Discovery of novel Ebola entry inhibitors with 1,2,3,4-tetrahydroisoquinoline-3-carboxamide based on (3S,4aS,8aS)-2-(3-amino-2-hydroxypropyl) decahydroisoquinoline-3-carboxamide scaffold

IF 2.5 4区医学 Q3 CHEMISTRY, MEDICINAL

Bioorganic & Medicinal Chemistry Letters Pub Date : 2025-04-06 DOI:10.1016/j.bmcl.2025.130230

Junzhen Lin , Fuling Xiao , Sheng Han , Youhong Hu , Jianping Zuo , Xiankun Tong , Wuhong Chen

引用次数: 0

Abstract

Novel Ebola entry inhibitors were designed and synthesized based on decahydroisoquinolines by streamlining non-essential functional groups that do not compromise activity. All novel derivatives were evaluated for their anti-Ebola activities and cytotoxicitiies in a defective Ebola virus model. A novel tetrahydroisoquinoline Ebola virus entry inhibitor, Hu7, was readily available with antiviral activity comparable to previous findings, while demonstrating a marked reduction in toxicity.

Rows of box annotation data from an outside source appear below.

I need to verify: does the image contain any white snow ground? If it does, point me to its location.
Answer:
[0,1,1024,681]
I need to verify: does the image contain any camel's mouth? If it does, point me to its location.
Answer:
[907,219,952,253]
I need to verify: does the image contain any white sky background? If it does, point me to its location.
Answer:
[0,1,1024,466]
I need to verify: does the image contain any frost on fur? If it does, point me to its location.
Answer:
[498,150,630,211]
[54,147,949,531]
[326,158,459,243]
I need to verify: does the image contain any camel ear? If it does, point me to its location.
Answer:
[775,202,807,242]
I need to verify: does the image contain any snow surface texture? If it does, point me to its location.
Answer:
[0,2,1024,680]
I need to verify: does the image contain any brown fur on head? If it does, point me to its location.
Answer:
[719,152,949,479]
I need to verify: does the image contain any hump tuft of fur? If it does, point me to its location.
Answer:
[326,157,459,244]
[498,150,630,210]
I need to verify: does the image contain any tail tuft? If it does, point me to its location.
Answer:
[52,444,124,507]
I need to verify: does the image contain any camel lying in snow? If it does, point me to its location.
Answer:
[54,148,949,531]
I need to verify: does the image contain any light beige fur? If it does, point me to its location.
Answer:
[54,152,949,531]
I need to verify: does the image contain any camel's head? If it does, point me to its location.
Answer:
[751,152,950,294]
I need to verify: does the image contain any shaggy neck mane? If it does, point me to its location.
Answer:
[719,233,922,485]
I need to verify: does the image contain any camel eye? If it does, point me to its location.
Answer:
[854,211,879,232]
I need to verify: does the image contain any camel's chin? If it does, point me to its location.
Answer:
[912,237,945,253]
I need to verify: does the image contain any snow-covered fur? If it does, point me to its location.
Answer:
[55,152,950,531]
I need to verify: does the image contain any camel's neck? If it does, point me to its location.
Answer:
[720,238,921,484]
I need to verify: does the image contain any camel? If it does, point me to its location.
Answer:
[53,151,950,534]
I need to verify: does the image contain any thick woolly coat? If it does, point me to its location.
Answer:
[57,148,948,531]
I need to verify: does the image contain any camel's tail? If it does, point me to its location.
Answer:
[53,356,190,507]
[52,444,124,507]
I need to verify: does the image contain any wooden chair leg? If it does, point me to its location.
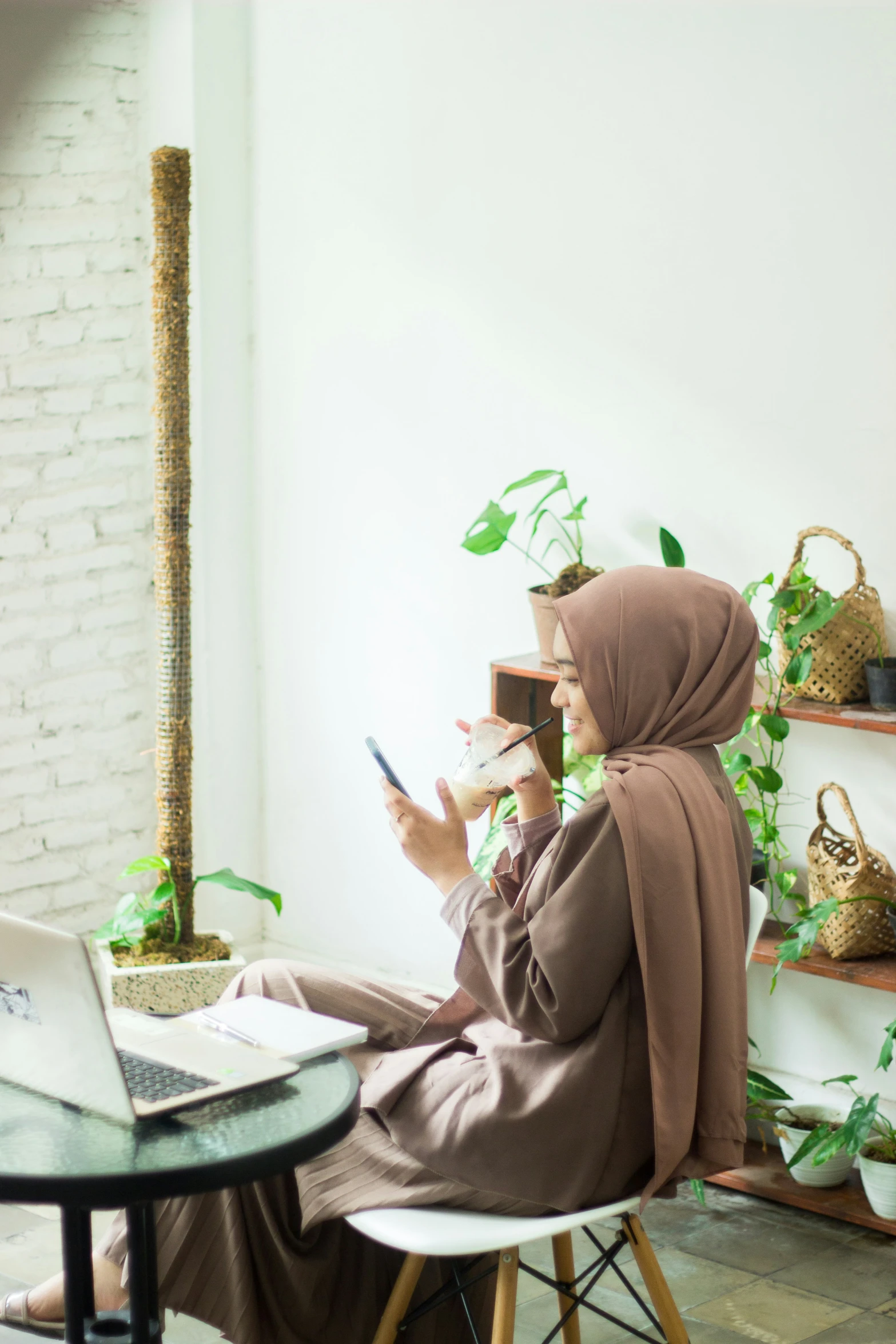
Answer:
[551,1232,582,1344]
[373,1251,426,1344]
[622,1214,688,1344]
[492,1246,520,1344]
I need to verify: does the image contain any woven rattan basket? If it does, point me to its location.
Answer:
[806,784,896,961]
[778,527,887,704]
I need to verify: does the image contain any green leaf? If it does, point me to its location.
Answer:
[740,572,775,602]
[525,472,567,518]
[771,896,839,989]
[149,882,176,910]
[501,472,563,499]
[874,1017,896,1072]
[193,868,284,914]
[787,1125,839,1171]
[759,714,790,742]
[811,1125,849,1167]
[747,1068,793,1101]
[772,868,797,896]
[660,527,685,570]
[724,751,752,774]
[118,853,170,878]
[747,765,785,793]
[461,500,516,555]
[839,1093,880,1157]
[785,593,843,649]
[785,649,811,686]
[563,495,588,523]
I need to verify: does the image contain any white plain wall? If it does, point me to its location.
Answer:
[253,0,896,1076]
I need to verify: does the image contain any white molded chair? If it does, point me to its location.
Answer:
[347,887,768,1344]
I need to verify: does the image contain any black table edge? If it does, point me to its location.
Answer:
[0,1055,360,1208]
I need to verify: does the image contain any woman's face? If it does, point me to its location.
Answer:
[551,625,610,755]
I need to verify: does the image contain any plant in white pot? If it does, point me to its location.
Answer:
[461,469,685,667]
[782,1020,896,1220]
[94,855,282,1013]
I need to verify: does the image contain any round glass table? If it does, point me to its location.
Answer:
[0,1053,359,1344]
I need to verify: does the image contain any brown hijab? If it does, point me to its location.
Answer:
[556,566,759,1202]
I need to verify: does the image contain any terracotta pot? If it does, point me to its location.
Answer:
[97,929,246,1013]
[529,583,557,668]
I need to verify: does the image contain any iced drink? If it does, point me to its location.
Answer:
[450,723,535,821]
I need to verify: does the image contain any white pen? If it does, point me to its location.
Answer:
[196,1012,261,1045]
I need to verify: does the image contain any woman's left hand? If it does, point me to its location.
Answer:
[380,780,473,896]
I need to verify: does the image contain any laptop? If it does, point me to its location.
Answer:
[0,914,298,1125]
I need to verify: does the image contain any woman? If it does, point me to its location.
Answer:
[12,567,758,1344]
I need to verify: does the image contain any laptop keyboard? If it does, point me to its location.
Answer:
[118,1049,216,1101]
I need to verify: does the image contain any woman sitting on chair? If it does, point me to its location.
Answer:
[15,567,758,1344]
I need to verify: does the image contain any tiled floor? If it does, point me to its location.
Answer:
[0,1187,896,1344]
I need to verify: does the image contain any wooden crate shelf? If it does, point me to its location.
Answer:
[708,1143,896,1236]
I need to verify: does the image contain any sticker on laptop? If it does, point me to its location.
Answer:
[0,980,40,1027]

Such new compounds with simple and easy-to-synthesize structures could be potential leads for further optimizing the development of anti-Ebola drugs.

Abstract Image

查看原文本刊更多论文

基于(3S,4aS,8aS)-2-（3-氨基-2-羟丙基）十氢异喹啉-3-羧酰胺支架的新型埃博拉病毒进入抑制剂的发现

以十氢异喹啉为基础，通过精简不影响活性的非必需官能团，设计和合成了新型埃博拉病毒进入抑制剂。在一个有缺陷的埃博拉病毒模型中，对所有新型衍生物的抗埃博拉活性和细胞毒性进行了评估。一种新型四氢异喹啉埃博拉病毒进入抑制剂Hu7很容易获得，其抗病毒活性与先前的发现相当，同时显示毒性显着降低。这些结构简单且易于合成的新化合物可能成为进一步优化抗埃博拉药物开发的潜在线索。

本文章由计算机程序翻译，如有差异，请以英文原文为准。

求助全文

约1分钟内获得全文求助全文

来源期刊

Bioorganic & Medicinal Chemistry Letters 医学-医药化学

CiteScore

5.70

自引率

3.70%

发文量

463

审稿时长

27 days

期刊介绍： Bioorganic & Medicinal Chemistry Letters presents preliminary experimental or theoretical research results of outstanding significance and timeliness on all aspects of science at the interface of chemistry and biology and on major advances in drug design and development. The journal publishes articles in the form of communications reporting experimental or theoretical results of special interest, and strives to provide maximum dissemination to a large, international audience.